Ponte tra culture e sensibilità diverse, capace di superare barriere temporali e linguistiche.
In questo senso, il progetto di PitturiAmo diventa evento culturale: capace di restituire alla città un patrimonio spesso invisibile e, al tempo stesso, affiancarlo alle ricerche artistiche di oggi, per generare un terreno comune di dialogo.
Un palazzo che respira storia
Il contesto non è secondario: Palazzo Moncada, con le sue architetture barocche e rinascimentali, diventa scenografia ideale per questa narrazione.
Le opere, antiche e nuove, sembrano respirare insieme alle pietre, in un intreccio che amplifica la forza evocativa del percorso.
Metafore è un percorso espositivo che prende spunto dalla figura retorica che trasferisce il significato di una parola ad un’altra.
Palazzo Moncada fu “metafora di un sogno di indipendenza e di potere” per il principe Luigi Guglielmo dalla Sicilia che aveva scelto Caltanissetta come sua residenza.
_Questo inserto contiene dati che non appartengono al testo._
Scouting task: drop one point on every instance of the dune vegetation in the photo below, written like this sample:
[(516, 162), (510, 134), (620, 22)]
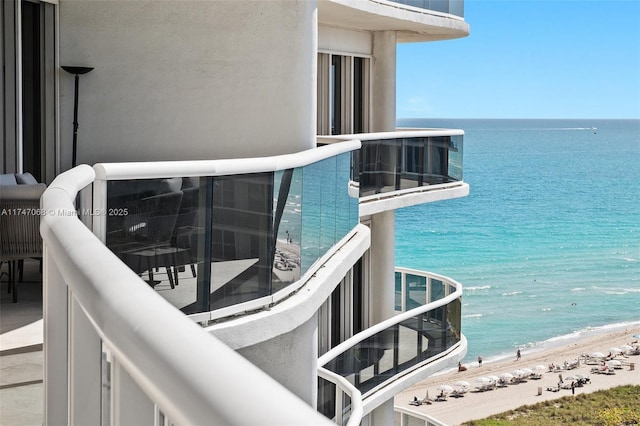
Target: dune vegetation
[(618, 406)]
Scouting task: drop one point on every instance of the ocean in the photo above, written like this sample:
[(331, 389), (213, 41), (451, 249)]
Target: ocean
[(547, 244)]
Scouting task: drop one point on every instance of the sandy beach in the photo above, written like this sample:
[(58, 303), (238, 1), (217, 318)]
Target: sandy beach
[(478, 405)]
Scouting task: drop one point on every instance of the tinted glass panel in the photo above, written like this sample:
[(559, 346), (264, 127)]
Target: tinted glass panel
[(206, 243)]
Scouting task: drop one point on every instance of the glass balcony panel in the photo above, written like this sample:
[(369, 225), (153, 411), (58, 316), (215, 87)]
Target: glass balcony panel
[(401, 346), (326, 398), (436, 290), (328, 205), (453, 7), (387, 165), (416, 291), (312, 214), (398, 292), (156, 227), (241, 241), (408, 343), (206, 243)]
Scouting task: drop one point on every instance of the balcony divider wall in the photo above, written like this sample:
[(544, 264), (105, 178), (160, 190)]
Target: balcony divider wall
[(402, 346), (229, 239)]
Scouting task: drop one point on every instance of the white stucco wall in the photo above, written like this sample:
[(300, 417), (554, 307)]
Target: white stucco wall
[(188, 79), (291, 359)]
Palazzo Moncada è, oggi, metafora per eccellenza di ARTE.
In sei sale continue saranno declinate sei metafore artistiche ( Enigma, Rebus, Linguaggio, Respiro, Silenzio, Ponte ) districate tra astrazione e figurazione perché arte è, prima di ogni cosa, espressione.
Visitare “Metafore” significa accettare un invito: quello di lasciarsi attraversare dall’arte senza pretendere risposte definitive.
Di entrare in un gioco di enigmi, rebus, silenzi e ponti che conduce dentro noi stessi, prima ancora che tra le sale di un palazzo.
Perché l’arte, quando è viva, non si contempla soltanto: si vive.
La mostra sarà inaugurata con il vernissage del 17 settembre alle ore 18, negli spazi di Palazzo Moncada e sarà visitabile dal martedì al sabato, dalle ore 10,00 alle ore 13,00 e dalle ore 17,00 alle ore 20,00.